The American College of Medical Genetics recently proposed that as part of sequencing for any purpose, laboratories should always search for dangerous alterations in 57 genes that ought to prompt medical attention. The Bay Area research program has set its scope more narrowly on genes involved in drug response because of the special circumstances of newborns. “We’re not going to go rummaging through the genome to see what we find,” Brenner says. But the truth is, even if technicians put on blinders to focus attention only on target areas of the genome, they may run across unexpected discoveries that are possibly quite important to people’s lives. “You might stumble across them, and do you have to look?” probes Koenig.

The focus groups and other pieces of the ethics research will help support a larger discussion by an advisory board of historians, sociologists, clinicians, ethicists, and other experts pointed toward policy recommendations about expanded newborn screening based on sequencing.

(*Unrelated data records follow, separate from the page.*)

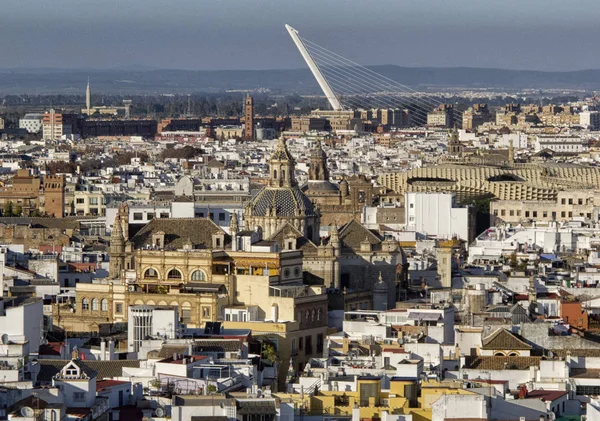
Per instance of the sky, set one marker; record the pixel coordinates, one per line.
(250, 34)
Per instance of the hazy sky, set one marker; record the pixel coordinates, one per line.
(250, 34)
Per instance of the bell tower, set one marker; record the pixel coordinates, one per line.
(318, 170)
(249, 118)
(282, 166)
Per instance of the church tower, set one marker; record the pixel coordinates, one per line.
(117, 249)
(455, 148)
(318, 165)
(249, 118)
(282, 166)
(88, 98)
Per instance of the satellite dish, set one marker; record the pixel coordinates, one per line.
(27, 412)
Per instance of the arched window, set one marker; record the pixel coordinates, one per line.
(199, 275)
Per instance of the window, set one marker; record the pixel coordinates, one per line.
(186, 315)
(308, 345)
(199, 275)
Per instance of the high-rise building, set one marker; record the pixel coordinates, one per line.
(249, 118)
(88, 98)
(55, 125)
(54, 195)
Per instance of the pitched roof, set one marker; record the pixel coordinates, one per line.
(354, 233)
(287, 231)
(168, 350)
(104, 369)
(178, 231)
(501, 363)
(503, 339)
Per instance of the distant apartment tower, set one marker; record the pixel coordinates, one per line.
(54, 195)
(88, 98)
(249, 118)
(56, 125)
(32, 122)
(590, 120)
(441, 116)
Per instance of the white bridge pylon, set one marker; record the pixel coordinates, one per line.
(333, 100)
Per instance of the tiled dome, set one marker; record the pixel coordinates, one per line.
(288, 202)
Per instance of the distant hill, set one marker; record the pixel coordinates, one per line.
(131, 80)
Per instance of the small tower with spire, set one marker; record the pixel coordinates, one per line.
(88, 98)
(233, 231)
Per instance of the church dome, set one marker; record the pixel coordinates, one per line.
(287, 201)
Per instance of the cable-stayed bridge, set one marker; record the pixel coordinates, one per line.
(348, 85)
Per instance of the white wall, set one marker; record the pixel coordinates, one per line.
(433, 214)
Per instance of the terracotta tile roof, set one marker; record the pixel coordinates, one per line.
(546, 395)
(503, 339)
(104, 369)
(353, 233)
(105, 384)
(501, 363)
(178, 231)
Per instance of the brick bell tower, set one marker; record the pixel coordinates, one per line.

Whole genome sequencing as part of newborn screening raises special questions because, in most states, the process is nearly always mandatory, points out Ellen Wright Clayton, who directs the Center for Biomedical Ethics and Society at Vanderbilt University. Neither the parent nor, of course, the child has a chance to object. As a result, should the criteria for going forward be more stringent? The genome contains a wealth of information, far more than today’s targeted biochemical tests deliver. And because the DNA is a record of inherited traits, biological parents would learn about not just their child’s health but also their own. They could learn about conditions that might affect both themselves and their children that do not show up until later in life. Finally, knowledge about the activity and the influence of the genome is still unfolding. A reading of it is certain to deliver news of multiple variants with unclear ramifications.

Program leader Nussbaum isn’t very enthusiastic about rolling out the technology just yet. “First, we can’t actually interpret most variants. We’re going to be finding stuff that we don’t know what to do with,” he says. “Second, we are going to find stuff we know what do to with, but it’s not going to affect children; it’s going to affect adults,” he adds, referring to variants that may reveal unwanted details about a parent, or about a child’s potential future health issue.

A professor of both law and pediatrics, Clayton is a member of the research program’s policy advisory panel, and says the UC Berkeley–UCSF work will clarify urgent issues.

“The big question is always, just because you can do it, doesn’t mean you should,” says Clayton. “I think this is going to provide some interesting insight.”